Lossius agreed that it's an open market now and warned of a challenge to the Kindle because a closed business model won't make it in the open market. He predicted that in 10 years, people will still be reading some content in print, but the proliferating number of e-readers will have doubled the size of the reading community.
Another CEO panel, The Global Ranking of the Publishing Industry 2012: Disruption and New Frontier (a free presentation of the Frankfurt Academy), was sponsored by Livres Hebdo, publisher of the annual global ranking of publishers, in cooperation with The Bookseller, buchreport, PublishNews Brazil, and Publishers Weekly. C-level execs from Google, Barnes & Noble, Kobo, Indiaplaza ("where India shops online"), and European entertainment retail giant Fnac examined the effects of digital plus globalization. Heard through the disruption was the following:
* Barnes & Noble, now also in the U.K., sells in 18 different languages.
* National markets are now global: Either you become global or you partner with someone who is.
* People who buy ebooks still buy print books.
* Without exception, ebook prices have decreased every month.
* For some ebook publishers, kids' books make up 20%-25% of their production.
* The cost of production is decreasing.
* Color is coming to ebooks: Think magazines, catalogs, and scrapbooking.

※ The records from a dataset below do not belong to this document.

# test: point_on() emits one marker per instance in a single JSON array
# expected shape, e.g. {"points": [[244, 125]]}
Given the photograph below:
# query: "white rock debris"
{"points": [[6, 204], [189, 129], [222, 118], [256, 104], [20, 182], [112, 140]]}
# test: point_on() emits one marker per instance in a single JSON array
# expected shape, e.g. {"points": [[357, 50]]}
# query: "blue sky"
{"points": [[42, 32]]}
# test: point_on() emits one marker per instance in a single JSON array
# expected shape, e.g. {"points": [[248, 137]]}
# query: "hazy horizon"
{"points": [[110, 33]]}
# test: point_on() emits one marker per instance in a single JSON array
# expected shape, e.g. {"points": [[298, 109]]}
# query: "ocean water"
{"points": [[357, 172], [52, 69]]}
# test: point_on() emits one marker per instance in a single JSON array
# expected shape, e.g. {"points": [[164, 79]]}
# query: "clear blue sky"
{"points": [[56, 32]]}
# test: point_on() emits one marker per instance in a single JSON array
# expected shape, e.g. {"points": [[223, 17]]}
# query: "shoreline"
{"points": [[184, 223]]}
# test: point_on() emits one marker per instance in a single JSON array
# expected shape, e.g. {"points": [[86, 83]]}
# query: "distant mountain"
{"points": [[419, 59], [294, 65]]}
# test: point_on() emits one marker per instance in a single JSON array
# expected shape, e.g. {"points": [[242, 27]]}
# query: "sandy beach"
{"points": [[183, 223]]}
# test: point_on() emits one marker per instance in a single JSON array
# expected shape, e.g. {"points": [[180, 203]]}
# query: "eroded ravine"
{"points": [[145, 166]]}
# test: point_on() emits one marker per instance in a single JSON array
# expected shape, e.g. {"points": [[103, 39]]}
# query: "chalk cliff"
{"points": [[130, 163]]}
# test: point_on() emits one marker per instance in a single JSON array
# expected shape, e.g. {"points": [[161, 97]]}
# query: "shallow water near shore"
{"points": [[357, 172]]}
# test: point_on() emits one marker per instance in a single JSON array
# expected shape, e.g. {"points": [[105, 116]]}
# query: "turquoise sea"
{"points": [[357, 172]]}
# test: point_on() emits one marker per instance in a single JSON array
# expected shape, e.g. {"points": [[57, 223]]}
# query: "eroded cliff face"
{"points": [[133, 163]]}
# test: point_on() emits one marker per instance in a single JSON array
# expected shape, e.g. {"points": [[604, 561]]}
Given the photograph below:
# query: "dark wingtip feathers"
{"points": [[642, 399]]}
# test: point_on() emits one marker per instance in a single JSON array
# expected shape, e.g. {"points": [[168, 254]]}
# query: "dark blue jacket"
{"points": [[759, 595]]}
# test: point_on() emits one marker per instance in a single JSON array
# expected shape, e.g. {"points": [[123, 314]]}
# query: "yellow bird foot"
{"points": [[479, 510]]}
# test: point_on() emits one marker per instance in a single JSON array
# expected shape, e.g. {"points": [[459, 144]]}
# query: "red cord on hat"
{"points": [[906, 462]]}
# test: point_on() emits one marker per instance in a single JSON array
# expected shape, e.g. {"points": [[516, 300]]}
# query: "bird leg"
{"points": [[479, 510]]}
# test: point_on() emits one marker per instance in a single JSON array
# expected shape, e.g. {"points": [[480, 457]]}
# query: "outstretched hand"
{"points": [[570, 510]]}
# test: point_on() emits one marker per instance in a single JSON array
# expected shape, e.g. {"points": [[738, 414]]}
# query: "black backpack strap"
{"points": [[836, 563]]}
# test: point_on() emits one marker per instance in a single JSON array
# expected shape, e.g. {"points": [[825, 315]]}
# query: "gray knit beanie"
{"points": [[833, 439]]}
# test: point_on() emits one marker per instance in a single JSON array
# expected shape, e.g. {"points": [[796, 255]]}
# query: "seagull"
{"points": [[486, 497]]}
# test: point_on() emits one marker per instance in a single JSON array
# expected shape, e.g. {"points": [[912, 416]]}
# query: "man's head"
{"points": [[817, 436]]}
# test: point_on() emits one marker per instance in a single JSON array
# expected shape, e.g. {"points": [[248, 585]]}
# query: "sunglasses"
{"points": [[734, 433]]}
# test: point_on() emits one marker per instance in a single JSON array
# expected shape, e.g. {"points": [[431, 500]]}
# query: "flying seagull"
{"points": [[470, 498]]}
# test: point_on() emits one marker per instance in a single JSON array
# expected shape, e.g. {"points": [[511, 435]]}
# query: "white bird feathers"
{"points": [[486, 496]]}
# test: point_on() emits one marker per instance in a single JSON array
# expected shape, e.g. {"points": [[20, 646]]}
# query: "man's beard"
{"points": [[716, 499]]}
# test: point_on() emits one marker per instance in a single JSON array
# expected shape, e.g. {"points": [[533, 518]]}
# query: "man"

* For global distribution, just changing the language is not enough.
Hot Spots provide some of the most targeted information at the fair. The Mobile Hot Spot was new 2 years ago, when the dozen or so sample mobile devices on display were bolted down to keep them at the Hot Spot. This year, there were no demo devices, but no presentation was complete without a dozen or more smartphones and tablets popping into view as attendees took photos of the presenters.
Kids & eReading was a new Hot Spot; one session featured a presentation by Manuvo on "interactive narrative for kids." It produces apps that open up poetry for young readers. Other Hot Spot presentations of note included an advertising system that places ads before each chapter of an ebook (eBookPlus, Inc.) and "pay for only what you read" (Total Boox Ltd.); how to "glocalize" content (Braahmam Net Solutions Ltd.); independent publishing with Amazon and a NOOK development workshop; and successful publishing partnerships in the Middle East and North Africa (MENA).
The Greatest Show
Nothing in the book world matches the size, diversity, and importance of the FBF. No matter what you do, no one can get to even one-tenth of its huge offerings during the 3 days devoted to the trade (and I learned my first year not to even go close on the weekend, when the German public swarms in). Get a taste of the fun and the frenzy with a time-lapse video (www.youtube.com/watch?v= QfAviSegamY&feature=youtu.be) developed by MapsofWorld.com, an exhibitor I did not get a chance to visit at the show. Its booth was in Hall 3.1.